- Italian film poster
- Directed by: Sergio Corbucci
- Screenplay by: Albert Band Stanley Corbett Dialogue: Fede Arnaud
- Story by: Edward C. Geltman
- Produced by: Albert Band
- Starring: James Mitchum Jill Powers George Ardisson Burt Nelson Milla Sannoner G.R. Stuart Edward Ciannelli
- Cinematography: Enzo Barboni
- Edited by: Franco Fraticelli
- Music by: Gianni Ferrio
- Production companies: Ultra Film Pro-Di Cinematografica
- Distributed by: Titanus
- Release date: May 1964;
- Running time: 89 minutes
- Country: Italy
- Language: Italian

= Grand Canyon Massacre =

1964 film

Grand Canyon Massacre (Italian: Massacro al Grande Canyon, lit. "Massacre at Grand Canyon") is a 1964 Italian Spaghetti Western filmed in Croatia starring James Mitchum, Milla Sannoner, and George Ardisson. It was directed by Sergio Corbucci and produced by Albert Band. The film's theme song was performed by Rod Dana. The film has nothing to do with the Grand Canyon.

==Plot==
Wes Evans has completed his quest in finding and killing the Slade brothers, who murdered his father, the sheriff of Arriba Mesa. Returning home, Wes is stopped by a large amount of gunmen in Butte Canyon, whose presence is a mystery. Wes escapes and returns home to Arriba Mesa.

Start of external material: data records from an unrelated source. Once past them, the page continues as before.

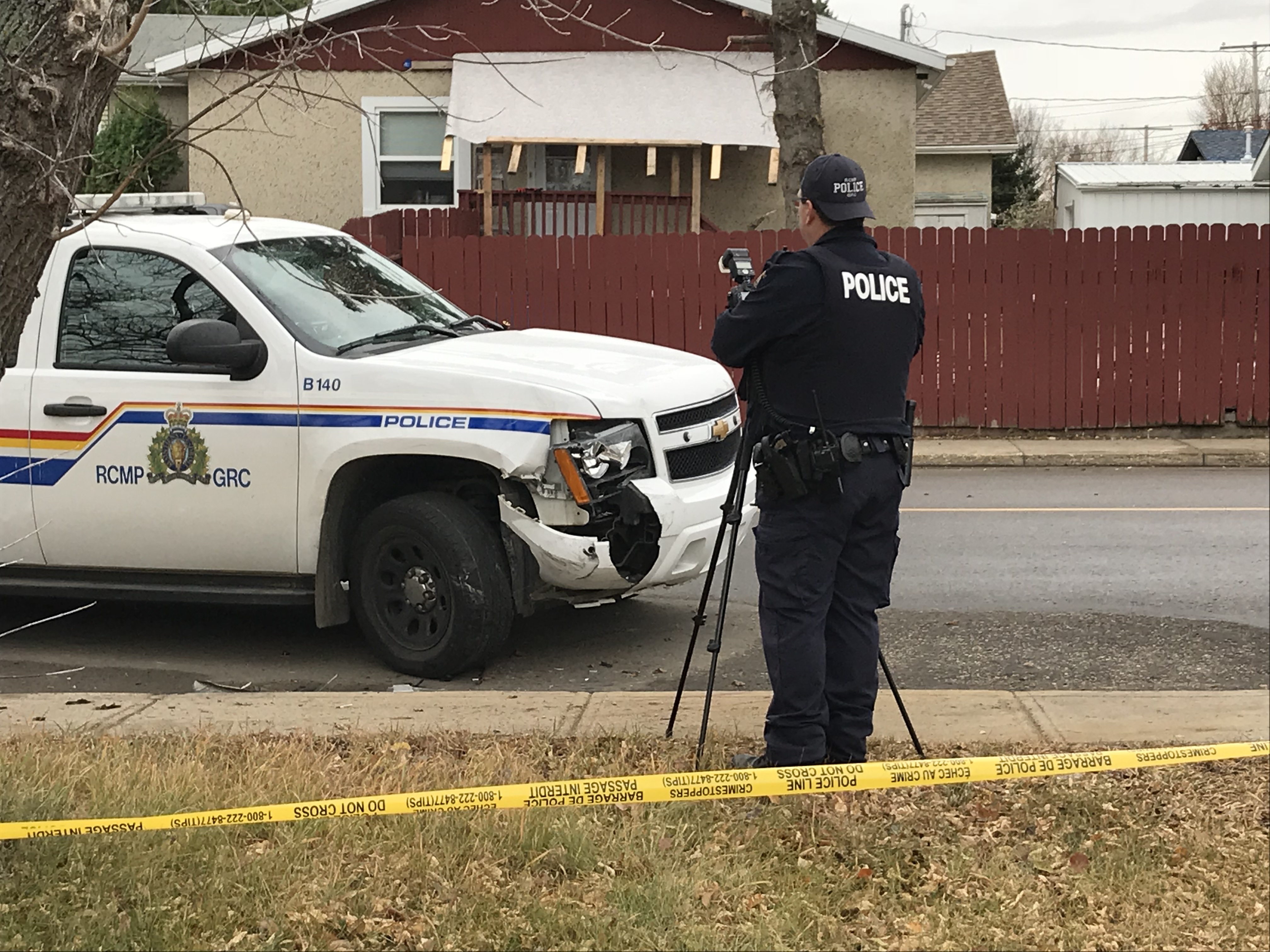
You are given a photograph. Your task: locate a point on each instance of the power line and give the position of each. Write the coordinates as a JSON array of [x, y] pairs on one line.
[[1100, 99], [1074, 46]]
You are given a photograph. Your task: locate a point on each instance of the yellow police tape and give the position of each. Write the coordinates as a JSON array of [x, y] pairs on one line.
[[663, 787]]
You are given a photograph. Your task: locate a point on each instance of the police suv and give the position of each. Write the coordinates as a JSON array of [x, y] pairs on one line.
[[211, 407]]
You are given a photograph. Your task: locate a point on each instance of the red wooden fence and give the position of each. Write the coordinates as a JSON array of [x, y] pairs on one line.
[[1024, 328]]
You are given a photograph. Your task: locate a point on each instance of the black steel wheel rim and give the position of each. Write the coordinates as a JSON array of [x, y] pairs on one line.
[[412, 591]]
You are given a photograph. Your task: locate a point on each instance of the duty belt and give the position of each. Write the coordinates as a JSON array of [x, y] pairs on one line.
[[790, 466]]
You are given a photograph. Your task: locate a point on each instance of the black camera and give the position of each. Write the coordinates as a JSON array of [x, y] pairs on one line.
[[737, 263]]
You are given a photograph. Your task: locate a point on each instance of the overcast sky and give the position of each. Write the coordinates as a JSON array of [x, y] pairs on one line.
[[1052, 71]]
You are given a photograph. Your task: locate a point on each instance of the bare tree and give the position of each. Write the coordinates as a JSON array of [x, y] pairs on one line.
[[1227, 101], [797, 91], [60, 60], [1050, 144]]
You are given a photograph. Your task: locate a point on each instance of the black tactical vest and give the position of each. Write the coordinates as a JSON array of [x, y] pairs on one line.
[[854, 361]]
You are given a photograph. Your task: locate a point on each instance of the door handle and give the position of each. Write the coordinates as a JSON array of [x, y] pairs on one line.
[[74, 411]]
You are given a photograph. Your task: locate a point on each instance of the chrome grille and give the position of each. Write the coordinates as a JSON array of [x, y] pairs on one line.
[[724, 405], [703, 459]]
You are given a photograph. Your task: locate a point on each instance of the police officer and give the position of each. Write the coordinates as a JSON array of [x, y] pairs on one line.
[[826, 339]]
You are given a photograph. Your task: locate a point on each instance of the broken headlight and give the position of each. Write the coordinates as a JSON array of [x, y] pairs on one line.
[[596, 459]]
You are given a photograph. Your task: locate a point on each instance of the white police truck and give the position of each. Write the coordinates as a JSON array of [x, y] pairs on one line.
[[213, 407]]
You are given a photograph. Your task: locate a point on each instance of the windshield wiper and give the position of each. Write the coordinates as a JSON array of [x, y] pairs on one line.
[[398, 334], [478, 319]]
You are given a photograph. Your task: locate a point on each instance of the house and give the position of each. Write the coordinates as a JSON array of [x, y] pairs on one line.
[[162, 35], [961, 126], [571, 128], [1113, 195], [1222, 145]]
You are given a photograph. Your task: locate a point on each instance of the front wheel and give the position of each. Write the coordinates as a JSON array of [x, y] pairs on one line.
[[430, 586]]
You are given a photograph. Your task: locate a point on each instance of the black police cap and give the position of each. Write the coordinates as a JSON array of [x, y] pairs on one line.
[[836, 186]]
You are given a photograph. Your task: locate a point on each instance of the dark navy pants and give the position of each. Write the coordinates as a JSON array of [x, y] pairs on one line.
[[825, 565]]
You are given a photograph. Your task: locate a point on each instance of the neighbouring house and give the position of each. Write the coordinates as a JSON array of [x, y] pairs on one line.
[[1222, 145], [1113, 195], [961, 126], [162, 35], [543, 128]]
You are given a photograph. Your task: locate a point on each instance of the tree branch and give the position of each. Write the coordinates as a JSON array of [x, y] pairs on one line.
[[108, 51]]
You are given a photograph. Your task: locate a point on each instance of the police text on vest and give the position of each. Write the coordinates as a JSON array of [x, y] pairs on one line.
[[876, 287]]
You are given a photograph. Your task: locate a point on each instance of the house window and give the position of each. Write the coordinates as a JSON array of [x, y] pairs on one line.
[[402, 144], [411, 159], [561, 166]]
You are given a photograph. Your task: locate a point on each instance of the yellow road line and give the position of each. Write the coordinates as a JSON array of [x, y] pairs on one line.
[[1091, 509], [663, 787]]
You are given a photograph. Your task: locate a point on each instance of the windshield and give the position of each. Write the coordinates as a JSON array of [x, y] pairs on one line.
[[336, 292]]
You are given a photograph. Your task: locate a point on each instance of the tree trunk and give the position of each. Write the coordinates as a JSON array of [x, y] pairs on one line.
[[54, 87], [797, 89]]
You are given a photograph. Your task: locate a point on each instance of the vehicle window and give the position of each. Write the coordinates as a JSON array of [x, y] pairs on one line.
[[120, 306], [335, 291]]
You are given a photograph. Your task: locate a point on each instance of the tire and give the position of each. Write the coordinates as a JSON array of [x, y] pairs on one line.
[[430, 586]]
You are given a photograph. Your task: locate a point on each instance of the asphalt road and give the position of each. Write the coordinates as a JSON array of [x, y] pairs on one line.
[[1021, 579]]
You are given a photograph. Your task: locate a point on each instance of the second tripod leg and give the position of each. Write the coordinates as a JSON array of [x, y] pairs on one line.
[[735, 520]]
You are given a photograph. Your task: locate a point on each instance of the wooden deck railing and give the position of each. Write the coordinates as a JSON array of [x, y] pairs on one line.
[[540, 212]]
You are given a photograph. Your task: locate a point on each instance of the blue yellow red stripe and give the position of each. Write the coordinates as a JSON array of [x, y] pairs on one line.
[[69, 447]]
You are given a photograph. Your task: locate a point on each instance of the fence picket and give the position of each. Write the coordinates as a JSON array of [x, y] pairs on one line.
[[1259, 241], [1038, 329]]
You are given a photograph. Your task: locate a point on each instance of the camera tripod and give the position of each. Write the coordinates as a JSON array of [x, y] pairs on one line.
[[733, 506]]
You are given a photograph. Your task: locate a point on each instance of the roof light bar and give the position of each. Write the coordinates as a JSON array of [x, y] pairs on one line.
[[140, 201]]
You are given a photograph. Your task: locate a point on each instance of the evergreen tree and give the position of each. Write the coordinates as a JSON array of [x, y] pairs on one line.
[[136, 126], [1014, 179]]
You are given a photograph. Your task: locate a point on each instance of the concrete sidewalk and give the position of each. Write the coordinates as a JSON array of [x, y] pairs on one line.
[[1145, 451], [1042, 718]]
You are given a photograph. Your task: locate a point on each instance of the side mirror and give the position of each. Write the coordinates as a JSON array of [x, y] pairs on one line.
[[216, 343]]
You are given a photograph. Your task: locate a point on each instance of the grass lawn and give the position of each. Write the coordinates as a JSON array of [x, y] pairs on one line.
[[1173, 857]]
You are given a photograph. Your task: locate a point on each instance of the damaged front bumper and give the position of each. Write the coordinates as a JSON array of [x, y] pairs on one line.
[[662, 535]]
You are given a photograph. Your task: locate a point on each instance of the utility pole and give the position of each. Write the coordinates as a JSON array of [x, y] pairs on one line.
[[1256, 76]]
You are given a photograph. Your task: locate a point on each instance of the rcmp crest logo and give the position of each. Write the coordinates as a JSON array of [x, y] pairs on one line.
[[178, 451]]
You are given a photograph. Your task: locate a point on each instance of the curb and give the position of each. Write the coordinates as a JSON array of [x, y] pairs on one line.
[[1223, 452], [1038, 718]]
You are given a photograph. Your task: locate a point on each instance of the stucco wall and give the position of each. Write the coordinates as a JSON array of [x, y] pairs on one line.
[[303, 159], [870, 116], [291, 156], [954, 173]]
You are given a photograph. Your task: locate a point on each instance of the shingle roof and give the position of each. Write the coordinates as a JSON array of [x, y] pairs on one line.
[[968, 107], [1220, 145], [164, 33]]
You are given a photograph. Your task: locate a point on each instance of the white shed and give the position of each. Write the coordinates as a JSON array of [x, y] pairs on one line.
[[1112, 195]]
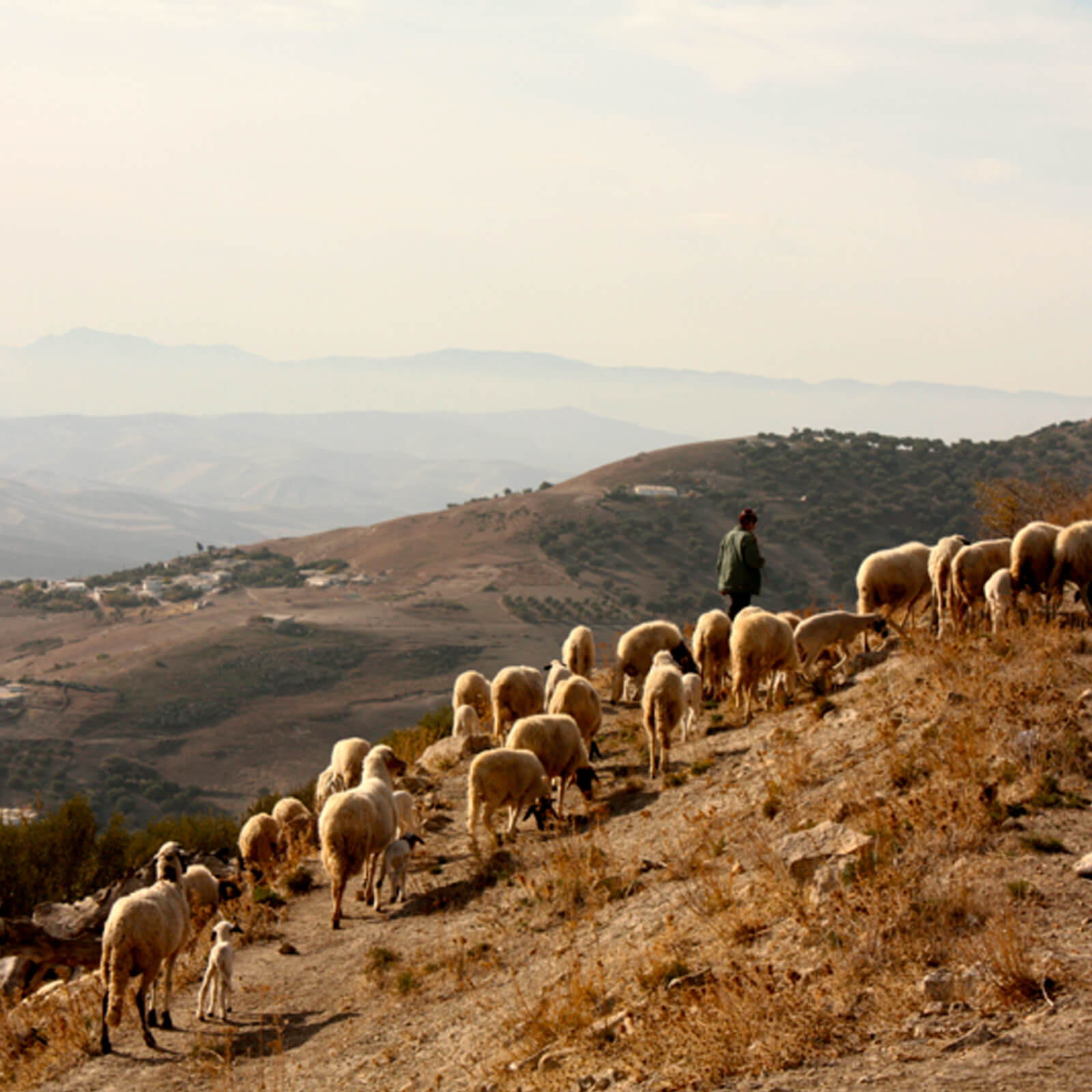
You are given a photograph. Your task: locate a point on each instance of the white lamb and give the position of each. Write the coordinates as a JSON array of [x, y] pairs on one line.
[[578, 652], [517, 691], [556, 740], [502, 778], [145, 932], [713, 635], [216, 993]]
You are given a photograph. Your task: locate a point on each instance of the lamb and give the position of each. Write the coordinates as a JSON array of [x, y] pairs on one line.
[[557, 742], [971, 568], [516, 693], [893, 579], [145, 931], [762, 644], [693, 704], [397, 862], [940, 567], [662, 708], [580, 700], [833, 629], [472, 688], [578, 652], [347, 759], [713, 633], [1073, 560], [216, 991], [638, 646], [502, 778], [356, 826]]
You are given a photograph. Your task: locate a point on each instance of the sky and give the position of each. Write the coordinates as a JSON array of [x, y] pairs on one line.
[[814, 189]]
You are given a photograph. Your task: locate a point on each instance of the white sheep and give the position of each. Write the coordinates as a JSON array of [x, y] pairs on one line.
[[556, 740], [762, 644], [895, 579], [663, 704], [579, 699], [472, 688], [356, 826], [713, 633], [638, 646], [971, 568], [1073, 560], [516, 693], [578, 652], [833, 629], [216, 993], [145, 932], [502, 778], [691, 704]]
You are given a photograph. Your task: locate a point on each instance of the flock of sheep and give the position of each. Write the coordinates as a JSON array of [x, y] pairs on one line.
[[543, 726]]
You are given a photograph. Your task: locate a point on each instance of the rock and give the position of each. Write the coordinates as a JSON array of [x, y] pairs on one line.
[[805, 851]]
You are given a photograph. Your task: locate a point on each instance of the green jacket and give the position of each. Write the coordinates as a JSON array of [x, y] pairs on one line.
[[740, 564]]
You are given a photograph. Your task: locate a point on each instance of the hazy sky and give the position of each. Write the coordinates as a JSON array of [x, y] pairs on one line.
[[801, 189]]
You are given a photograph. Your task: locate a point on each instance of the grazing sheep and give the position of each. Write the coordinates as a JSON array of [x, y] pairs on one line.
[[216, 991], [580, 700], [502, 778], [940, 567], [260, 844], [971, 568], [713, 633], [663, 704], [517, 691], [638, 646], [691, 704], [556, 740], [762, 644], [893, 579], [396, 864], [145, 931], [1073, 560], [833, 629], [356, 826], [347, 757], [472, 688], [556, 674], [465, 722], [579, 651]]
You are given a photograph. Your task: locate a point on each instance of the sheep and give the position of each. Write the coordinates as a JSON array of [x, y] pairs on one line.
[[578, 652], [397, 862], [580, 700], [502, 778], [895, 578], [465, 722], [516, 693], [711, 636], [663, 704], [693, 704], [356, 826], [260, 842], [472, 688], [347, 757], [1073, 560], [939, 568], [556, 740], [216, 991], [762, 644], [556, 674], [833, 629], [971, 568], [638, 646], [145, 931]]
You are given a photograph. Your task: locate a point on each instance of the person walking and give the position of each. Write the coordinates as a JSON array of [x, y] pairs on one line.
[[740, 564]]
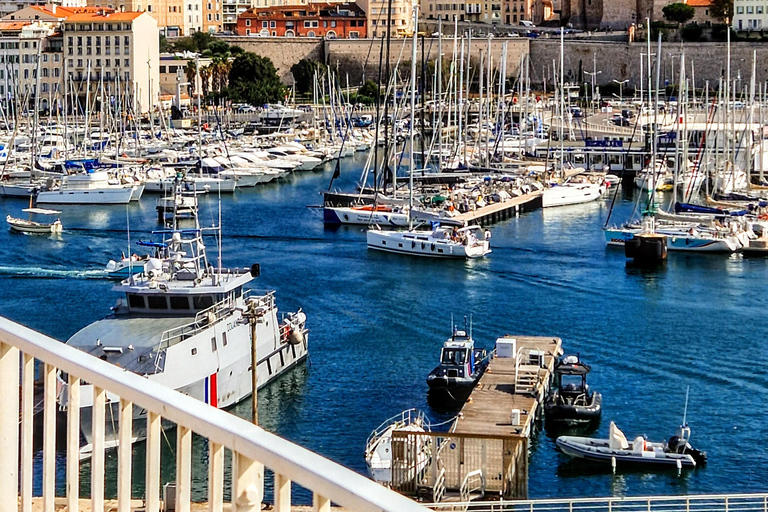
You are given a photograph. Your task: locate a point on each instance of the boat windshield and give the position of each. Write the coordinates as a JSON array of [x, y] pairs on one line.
[[453, 356]]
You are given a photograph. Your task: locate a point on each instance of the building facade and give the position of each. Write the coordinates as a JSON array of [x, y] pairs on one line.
[[337, 20], [750, 15], [380, 21], [121, 49]]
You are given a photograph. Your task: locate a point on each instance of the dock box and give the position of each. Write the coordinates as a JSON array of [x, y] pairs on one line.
[[506, 347]]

The judge offers him the job as sheriff and Cooley, the holder of the office and a friend of Wes, is anxious to step down. Wes however only wants to settle down, but when he learns that his love Nancy (who believed Wes to be dead) has married Tully Dancer, he decides to leave again.

However he is drawn into the ongoing range war between the Dancer family and Harley Whitmore. When learning that the Dancers have called in an outlaw gang led by the notorious Flake Manson and his brothers, the gang that Wes escaped from, Whitmore acts quickly and rides with a large body of men against the Dancer ranch. They are ambushed by Tully Dancer's men at a pass and the groups entrench against each other. Wes, who worries for Nancy, negotiates a truce: Whitmore will refrain from pushing through and the Dancers will send off the Manson gang. Tully and his father decide to secretly offer Flake Manson more money to get him to act, even if this endangers the life of Tully's brother Clay, who is sent to Whitmore as a hostage for the truce.

Wes and Cooley arrest the other Manson brothers that are in town, one of them when he tries to rape Nancy. However, Tully finds Flake and they besiege the prison and leave men to hold Wes pinned while they attack Whitmore's force. Wes and Cooley (with the help of Nancy) manage to trick the men into revealing themselves and kill them, but Cooley dies too. Wes convinces the townspeople to take sides and ride to the pass. Tully and Flake, who had Whitmore between two fires, now suffer the same fate. Wes kills Flake and Tully escapes with Wes in hot pursuit.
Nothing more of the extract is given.